We have confirmed a third fatal wrong way crash Sunday morning on Interstate 57 at 183rd Street in the southern suburbs.
Again, we are still waiting on more information from ISP as they investigate the two crashes here. ISP released this statement:
“The two fatal traffic crashes that occurred early this morning are under investigation. At this time, the only available information is what was disseminated in both press releases. The Illinois State Police would like to remind motorist to remain alert, avoid distractions from outside and inside of the vehicle, and obey the speed limit. Our priority is to ensure all motorist drive safely.”

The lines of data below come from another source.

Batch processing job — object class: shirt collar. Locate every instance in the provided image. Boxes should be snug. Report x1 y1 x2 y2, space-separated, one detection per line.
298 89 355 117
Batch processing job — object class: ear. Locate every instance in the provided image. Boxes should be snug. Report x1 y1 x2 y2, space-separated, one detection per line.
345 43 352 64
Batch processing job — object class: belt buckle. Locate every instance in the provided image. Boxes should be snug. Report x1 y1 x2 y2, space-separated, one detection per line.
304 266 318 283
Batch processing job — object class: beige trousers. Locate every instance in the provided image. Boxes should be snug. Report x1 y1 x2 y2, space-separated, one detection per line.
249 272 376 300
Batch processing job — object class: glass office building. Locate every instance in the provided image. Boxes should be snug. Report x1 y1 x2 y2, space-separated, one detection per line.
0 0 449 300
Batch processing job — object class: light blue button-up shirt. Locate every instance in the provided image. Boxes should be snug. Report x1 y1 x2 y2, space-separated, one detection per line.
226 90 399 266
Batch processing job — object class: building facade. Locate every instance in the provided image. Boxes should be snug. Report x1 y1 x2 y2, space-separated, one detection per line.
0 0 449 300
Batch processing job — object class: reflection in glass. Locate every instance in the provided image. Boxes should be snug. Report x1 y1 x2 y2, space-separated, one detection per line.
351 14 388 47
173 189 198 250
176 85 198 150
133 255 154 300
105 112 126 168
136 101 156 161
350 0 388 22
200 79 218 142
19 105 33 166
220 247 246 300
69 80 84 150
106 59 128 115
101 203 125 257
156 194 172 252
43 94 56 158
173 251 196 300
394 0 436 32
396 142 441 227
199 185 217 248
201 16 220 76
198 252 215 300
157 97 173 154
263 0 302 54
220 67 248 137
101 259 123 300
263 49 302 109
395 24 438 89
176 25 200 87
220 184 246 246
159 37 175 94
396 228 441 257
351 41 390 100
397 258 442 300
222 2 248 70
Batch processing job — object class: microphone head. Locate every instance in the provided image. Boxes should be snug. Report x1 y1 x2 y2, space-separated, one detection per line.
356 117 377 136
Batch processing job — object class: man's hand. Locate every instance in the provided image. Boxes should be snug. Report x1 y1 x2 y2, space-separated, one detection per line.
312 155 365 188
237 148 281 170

Meanwhile, we had to file a public records request to get information on other wrong way crashes across the state, and specifically in the Chicago area. That information was not available late Monday, but the Illinois Department of Transportation did release this statement:
“Because safety is always our No. 1 priority, IDOT constantly reviews and analyzes crash data to identify possible safety concerns and countermeasures. Wrong-way driving has been studied by IDOT previously, resulting in improvements at multiple locations in the Chicago area. New strategies and approaches to alert traffic to wrong-way drivers and prevent such incidents are being developed and tested all the time. The department continues to monitor and investigate.”